Paul Kucera, Duncan Axisa, Roelof P. Burger, Don R. Collins, Runjun Li, Michael Chapman, Rafael Posada, Terry W. Krauss, Ayman S. Ghulam

Abstract


This paper provides an overview of an ongoing rainfall assessment program that has been conducted in the southwest region of Saudi Arabia in the summers of 2008 and 2009 in conjunction with an intensive airborne measurement program. The goal of the study is to examine summertime convection that is observed over the mountainous region (often referred to as the "escarpment") that is adjacent to the Red Sea. The escarpment provides a focus for orographic precipitation as a result of complex interactions with the sea breeze and upper level thermodynamics.

The main interest in the study is to examine clouds that are observed on top of the escarpment. Seasonal precipitation results show two distinct peaks in this region: March-April and August. Evaluation of radar observations during these two peaks indicates the area has distinct characteristics in terms of the diurnal cycle and cell structure. Climatological evaluation indicates there are several distinct precipitation zones in the southwest region.

We have initially focused our airborne research program on summer clouds observed over the escarpment.  This paper presents observations of clouds measured by aircraft during an intensive study carried out in the summer of 2009 in the southwest region of Saudi Arabia. A total of 35 research flights were flown during the intensive field campaign during the period 5 August 2009 to 31 August 2009. These flights were conducted under the direction of a flight scientist that assisted the pilot in flight planning and in performing the necessary profiles to accomplish the measurement objectives. Research aircraft operations focused primarily on conducting measurements in clouds that are targeted for cloud top-seeding. Cloud measurements describing the evolution of droplet coalescence, supercooled liquid water, cloud ice and precipitation hydrometeors are necessary to the understanding of precipitation formation.
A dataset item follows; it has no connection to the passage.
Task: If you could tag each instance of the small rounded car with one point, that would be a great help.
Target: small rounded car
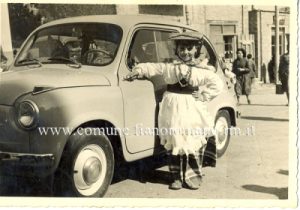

From this study, we describe the large annual variability in precipitation in the southwest region of Saudi Arabia. Based on our analysis, we have developed a new conceptual model that summarizes the mechanisms for summer precipitation formation in the southwest region. Observations indicate that convective cells tend to be short-lived with complicated microphysics; the presence and concentration of large cloud droplets suggest that GCCN broaden the cloud droplet spectrum; and ice-phase microphysics is important and seems to be efficient. These results have important ramifications for cloud seeding operations.